I never seen that nurse before because she works graveyard shift. You know how a smell sometime make you think of something? Well, Miss Lorraine smelled like my tía Nene, and I had that good smell in my nose when I went to sleep.
Joanne Madsen
The more I rely on Ricky, the more complicated things get. Not that he minds. He loves driving around in the bus together. In the beginning everybody loves doing everything for the other person but then one day it’s not convenient and then it turns into something you have to do all the time or you’re just not in the mood to see the person every single minute, and before you even notice, you’ve become the white man’s burden. Or in this case, the Puerto Rican man’s burden. And there goes the romance.
Ricky is picking me up at the AutoMex on Racine at six o’clock, but I have some time to look through the file of a kid he’s been asking me about. His name is Pierre Washington and Ricky is frequently called upon to put him in the time-out room for crimes against humanity such as whistling or jumping out of his seat. I’ve seen Pierre in the halls a lot but never had a conversation with him. He’s almost always alone.
The way these files read is very bare-bones, just an accumulation of forms really. Here are the highlights: When Pierre was five, he was picked up by the police when they saw him looking for food in a grocery store Dumpster. It was snowing and he wasn’t wearing a coat or shoes. They found his younger brother at an apartment that looked like it had been abandoned. The kids were taken out of the apartment and put in custody of Family Services. Pierre was put into foster care but there’s nothing in the file about what happened to his little brother. Pierre had at least three different foster care placements. No details are given. When he was eleven—God, this is so fucked up—he was transferred to a residential treatment center. He was diagnosed with cerebral palsy—which is weird because according to Ricky he doesn’t even have cerebral palsy. He also has learning disabilities and attention deficit / hyperactivity disorder. ADHD. So he was a hard-to-place, disabled, African American eleven-year-old and he was lost in the matrix. I’m filling in the blanks here. Poetic license. Somewhere there should be medical test results and psych evals but not in this particular file. They transferred him to a residential treatment center called Moreland
Estates in Indiana where he stayed for three years. I don’t know anything about Moreland Estates but their website listed lots of very good activities and services. Pierre was transferred to ILLC after one of the staff at Moreland Estates hit him in the head with a wrench. Nothing about whether there was long-term damage.

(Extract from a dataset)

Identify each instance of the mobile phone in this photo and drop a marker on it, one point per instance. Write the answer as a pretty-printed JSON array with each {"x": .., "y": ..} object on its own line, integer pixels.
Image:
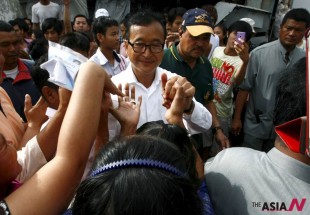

The most informative document was from Pierre’s caseworker, Clarinda Cummings at Family Services. She must have been the one to get the call from Moreland. Clarinda called Pierre’s Guardian ad litem—GAL is what they say for short. A GAL can represent a ward in court and is supposed to make sure the kid gets the best placement. Even a guy can be a GAL. Ha-ha. From what it looks like in the little narrative, the guardian went over to Moreland and asked to know the name of the person who hit Pierre, but the staff closed ranks. She must’ve brought a camera too because it says she took pictures of everything—Pierre’s room, the rooms in the institution, the hallways, et cetera—but none of those pictures were in the file. There was one of Pierre which was taken at the hospital. It shows the gash in his head. She must have found out who hit him because at the bottom it says he was charged with a felony. She’s the one who had Pierre transferred to ILLC.